Alex Goldmark is a senior producer in the newsroom for New Tech City and Transportation Nation.
On his first day as Executive Director of the NY Metropolitan Transportation Authority, Joe Lhota made a symbolic gesture of solidarity with transit workers, according to the union that represents them.
Lhota co-authored a letter along with Transport Worker's Union Local 100 President John Samuelson to be sent to the District Attorneys of the five boroughs of New York City. It calls for a tougher crackdown on crimes against transit workers.
"We are writing today to urge you to prosecute these cases to the fullest extent of the law,” Lhota and Samuelsen wrote in their letter, which was first reported by Pete Donohue of The Daily News.

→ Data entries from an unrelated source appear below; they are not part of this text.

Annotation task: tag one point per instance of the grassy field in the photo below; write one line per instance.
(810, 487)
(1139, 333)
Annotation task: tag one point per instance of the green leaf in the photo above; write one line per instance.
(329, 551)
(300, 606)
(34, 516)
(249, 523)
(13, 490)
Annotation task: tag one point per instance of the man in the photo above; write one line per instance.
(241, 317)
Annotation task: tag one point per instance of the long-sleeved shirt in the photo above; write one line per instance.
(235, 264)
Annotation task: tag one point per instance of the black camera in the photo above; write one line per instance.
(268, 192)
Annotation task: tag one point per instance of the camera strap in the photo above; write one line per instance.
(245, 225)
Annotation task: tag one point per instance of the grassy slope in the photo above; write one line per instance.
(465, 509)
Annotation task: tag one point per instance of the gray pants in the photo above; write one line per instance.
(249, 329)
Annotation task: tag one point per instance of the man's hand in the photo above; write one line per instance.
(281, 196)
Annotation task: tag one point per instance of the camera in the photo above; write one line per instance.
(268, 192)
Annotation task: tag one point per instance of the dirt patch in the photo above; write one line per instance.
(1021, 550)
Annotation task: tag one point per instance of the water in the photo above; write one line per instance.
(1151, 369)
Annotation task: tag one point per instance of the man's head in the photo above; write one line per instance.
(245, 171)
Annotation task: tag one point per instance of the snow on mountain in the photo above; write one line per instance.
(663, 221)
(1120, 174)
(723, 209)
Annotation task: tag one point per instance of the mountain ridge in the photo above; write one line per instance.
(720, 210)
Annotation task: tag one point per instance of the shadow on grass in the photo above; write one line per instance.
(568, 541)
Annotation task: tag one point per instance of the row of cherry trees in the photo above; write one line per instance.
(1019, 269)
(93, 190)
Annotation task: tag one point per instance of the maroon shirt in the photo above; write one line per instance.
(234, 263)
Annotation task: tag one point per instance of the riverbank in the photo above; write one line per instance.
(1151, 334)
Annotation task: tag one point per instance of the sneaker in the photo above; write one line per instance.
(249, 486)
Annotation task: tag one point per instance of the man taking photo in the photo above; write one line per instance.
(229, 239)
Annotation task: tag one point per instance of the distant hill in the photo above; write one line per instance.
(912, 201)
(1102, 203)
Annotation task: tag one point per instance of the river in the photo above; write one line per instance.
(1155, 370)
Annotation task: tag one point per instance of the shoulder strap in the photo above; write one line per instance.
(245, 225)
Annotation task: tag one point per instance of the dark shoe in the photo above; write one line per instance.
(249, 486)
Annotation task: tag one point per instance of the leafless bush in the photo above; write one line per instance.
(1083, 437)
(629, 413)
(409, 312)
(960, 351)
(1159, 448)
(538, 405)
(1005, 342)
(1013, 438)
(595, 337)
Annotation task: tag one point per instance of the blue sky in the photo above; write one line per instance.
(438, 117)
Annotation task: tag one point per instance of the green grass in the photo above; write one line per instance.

The letter comes as negotiations are set to begin Tuesday afternoon over a new TWU contract agreement. The current contract expires January 15, and the TWU has said it does not intend to accept three years of no pay raises, the deal that Governor Andrew Cuomo has wrested from other major state unions. When one union, the Public Employees Federation, rejected that deal, Cuomo threatened 3500 layoffs. The union revoted, and accepted the "triple zeros" with a few modifications.
But the TWU is known as one of the more militant unions, and as protesters occupy both Wall Street and Albany, pressure is mounting on Cuomo not to let a so-called millionaires tax expire. Samuelson has already said his union won't take a pay freeze unless "millionaires pay their fare share." In 2005, TWU workers struck just days before Christmas, bring the city to a standstill for three days as temperature dipped well below freezing.
Lhota 's predecessor, Jay Walder, had a a toxic relationship with the union. Among other actions that were seen as as anti-union, Walder cut hundreds of station agent jobs, which were seen as an entry into the middle class by the mostly minority workers that held the job. The union retaliated by mocking Walder for owning a country home in the south of France. When the otherwise admired Walder quit for a job in Hong Kong, the union issued a statement essentially saying "good riddance."
“For the workers to see that Lhota actually seems to care about them, that will go a long way,” TWU spokesman Jim Gannon told TN.
Lhota has already met several times with Samuelson Gannon tells Transportation Nation, adding that the joint letter was Lhota's idea. “It was interesting that he would reach out in such a fashion, because that’s such a statement.”
A draft of the letter obtained by Transportation Nation bears the logos of the MTA and TWU Local 100 side by side as the letterhead.
Lhota took the Lexington Line in from his home Brooklyn Heights and spent most of his first day in meetings. He observed the MTA board's finance committee meeting where he heard his first official update on his new agency's balance sheet — one of many hard truths he'll have to reconcile if he is to succeed. The former Cablevision executive and deputy mayor under Rudolph Giuliani takes over as executive director with pressure from all sides for fiscal reform.
In addition to the looming TWU bargaining, riders are demanding more service, speedier construction and fewer disruptions just as several upstate Republican State Senators want to repeal a payroll mobility tax on suburban commuters that raises 1/8 of the MTA's operating budget each year.
Add to that, a $10 billion budget gap in the authority's capital plan, which pays for everything from new trains to the Second Avenue Subway.
Lhota still needs to be approved by the Republican-led state Senate before he can officially take the top spots of CEO and Chairman of the MTA.